Cependant, cette solution, bien que flexible, est coûteuse et incertaine. La forte demande mondiale pour ces barges et leurs risques environnementaux, malgré le respect des normes MARPOL (limitation du soufre à 0,5 %), rend leur mise en opération à Maurice improbable, même si la porte n’est pas encore entièrement fermée. 

En 2022, un appel d’informations avait déjà recueilli 18 propositions, notamment d’opérateurs d’Allemagne, des Émirats arabes unis, de Hong Kong, de Corée, de Chypre, de Finlande, de Malaisie, de la Turquie, des États-Unis et du Japon. Mais il n’y a eu aucune suite concrète. 
 

2. Turbines mobiles et LNG : des alternatives à l’étude 

Face à l’incertitude des « powerships », le CEB étudie la possibilité d’installer des centrales mobiles, capables de produire environ 30 MW chacune. Rapides à déployer car elles seraient connectées aux centrales existantes, elles restent cependant insuffisantes pour combler le déficit urgent estimé à 100 MW. 

Autre option à l’étude : le gaz naturel liquéfié (LNG). Une réflexion est en cours pour un appel d’offres international visant des machines fonctionnant au LNG. Déjà envisagé sous le ministre Ivan Collendavelloo, ce combustible pourrait remplacer les centrales à charbon polluantes et obsolètes, réduisant dans la foulée l’empreinte carbone. Le LNG, considéré comme une option intermédiaire, permettrait de réduire l’empreinte carbone tout en répondant à la demande à moyen terme.

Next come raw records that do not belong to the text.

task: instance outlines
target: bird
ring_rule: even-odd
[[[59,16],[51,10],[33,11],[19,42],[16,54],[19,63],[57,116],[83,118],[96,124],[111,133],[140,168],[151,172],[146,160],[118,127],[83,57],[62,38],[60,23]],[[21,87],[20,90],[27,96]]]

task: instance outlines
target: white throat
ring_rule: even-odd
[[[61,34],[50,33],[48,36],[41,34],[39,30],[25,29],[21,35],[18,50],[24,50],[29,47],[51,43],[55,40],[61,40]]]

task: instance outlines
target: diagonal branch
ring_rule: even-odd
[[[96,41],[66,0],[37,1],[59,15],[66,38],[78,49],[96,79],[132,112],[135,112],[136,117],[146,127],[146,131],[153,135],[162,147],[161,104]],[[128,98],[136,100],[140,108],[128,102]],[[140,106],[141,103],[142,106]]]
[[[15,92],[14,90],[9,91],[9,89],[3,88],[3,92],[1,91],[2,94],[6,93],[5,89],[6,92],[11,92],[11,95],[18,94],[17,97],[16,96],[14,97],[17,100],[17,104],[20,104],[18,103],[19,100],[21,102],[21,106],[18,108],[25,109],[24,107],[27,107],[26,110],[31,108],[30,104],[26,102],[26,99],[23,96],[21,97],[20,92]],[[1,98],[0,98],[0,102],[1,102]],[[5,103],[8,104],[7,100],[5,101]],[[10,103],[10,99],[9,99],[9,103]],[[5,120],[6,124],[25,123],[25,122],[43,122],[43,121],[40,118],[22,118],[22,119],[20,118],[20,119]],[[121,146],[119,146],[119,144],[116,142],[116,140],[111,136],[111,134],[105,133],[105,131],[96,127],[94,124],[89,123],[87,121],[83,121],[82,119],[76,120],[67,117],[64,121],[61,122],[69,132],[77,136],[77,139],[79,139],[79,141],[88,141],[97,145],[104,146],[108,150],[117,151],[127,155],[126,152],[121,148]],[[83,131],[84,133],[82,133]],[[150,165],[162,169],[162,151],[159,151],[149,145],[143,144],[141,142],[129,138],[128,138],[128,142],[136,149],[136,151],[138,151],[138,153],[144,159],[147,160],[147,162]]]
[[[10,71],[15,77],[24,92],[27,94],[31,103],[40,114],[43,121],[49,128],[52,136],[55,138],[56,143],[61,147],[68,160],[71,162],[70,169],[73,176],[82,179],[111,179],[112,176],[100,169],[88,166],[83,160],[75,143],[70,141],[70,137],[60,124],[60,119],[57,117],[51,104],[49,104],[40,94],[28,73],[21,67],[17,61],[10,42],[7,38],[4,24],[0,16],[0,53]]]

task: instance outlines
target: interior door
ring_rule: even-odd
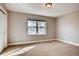
[[[0,52],[5,47],[4,19],[5,19],[5,14],[0,10]]]

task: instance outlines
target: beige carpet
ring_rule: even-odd
[[[79,56],[79,47],[59,41],[40,43],[19,56]]]
[[[35,45],[36,47],[33,49],[18,56],[79,56],[79,47],[59,41],[10,46],[6,48],[1,54],[8,53],[17,48]]]

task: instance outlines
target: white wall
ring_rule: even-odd
[[[57,19],[57,38],[79,44],[79,11]]]
[[[44,39],[55,39],[56,20],[54,18],[46,18],[47,35],[28,36],[27,35],[27,19],[42,19],[43,16],[36,16],[24,13],[9,12],[9,44],[21,43],[28,41],[38,41]]]
[[[0,47],[2,45],[2,50],[3,50],[5,47],[7,47],[7,15],[8,13],[3,4],[0,4],[0,9],[5,13],[3,14],[1,12],[0,14],[0,22],[1,22],[0,23],[0,29],[1,29],[0,34],[2,33],[1,37],[3,36],[3,39],[0,39]]]

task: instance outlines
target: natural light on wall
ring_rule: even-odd
[[[46,22],[43,20],[28,20],[28,35],[46,35]]]

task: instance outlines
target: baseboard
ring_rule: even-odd
[[[46,42],[46,41],[55,41],[56,39],[45,39],[45,40],[39,40],[39,41],[28,41],[28,42],[20,42],[20,43],[10,43],[8,46],[12,45],[21,45],[21,44],[30,44],[30,43],[38,43],[38,42]]]
[[[67,44],[70,44],[70,45],[74,45],[74,46],[78,46],[79,47],[79,44],[77,43],[73,43],[73,42],[69,42],[69,41],[65,41],[65,40],[61,40],[61,39],[57,39],[58,41],[61,41],[61,42],[64,42],[64,43],[67,43]]]

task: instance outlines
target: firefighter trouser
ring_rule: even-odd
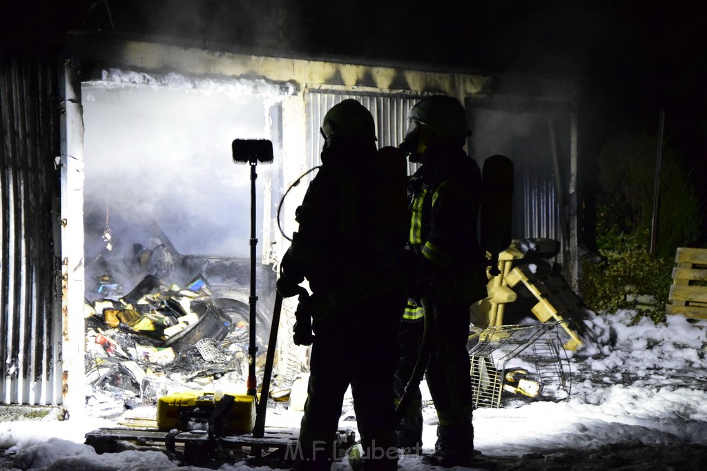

Le gouvernement réaffirme son engagement envers les énergies renouvelables, mais là aussi, leur développement accuse un retard considérable. En 2014, les énergies renouvelables représentaient 23 % à 24 % de la production électrique, contre seulement 17,6 % en 2025, bagasse incluse. À noter que la très grande partie du renouvelable est produite à partir de la bagasse. L’ambition des 60 % d’énergies renouvelables d’ici 2030 semblent aujourd’hui hors de portée. 

3. Une coopération internationale pour éviter le pire

Dans l’urgence, le gouvernement a sollicité l’aide de partenaires internationaux. Une délégation indienne de haut niveau collabore actuellement avec le CEB et la Mauritius Renewable Energy Agency (MARENA), entre autres. La France, via l’Agence française de développement, et la Chine apportent également un soutien technique. L’objectif est double : sécuriser des solutions immédiates et bâtir une stratégie énergétique durable.

Cependant, la situation financière du CEB, avec un découvert de Rs 7 milliards, complique ces efforts.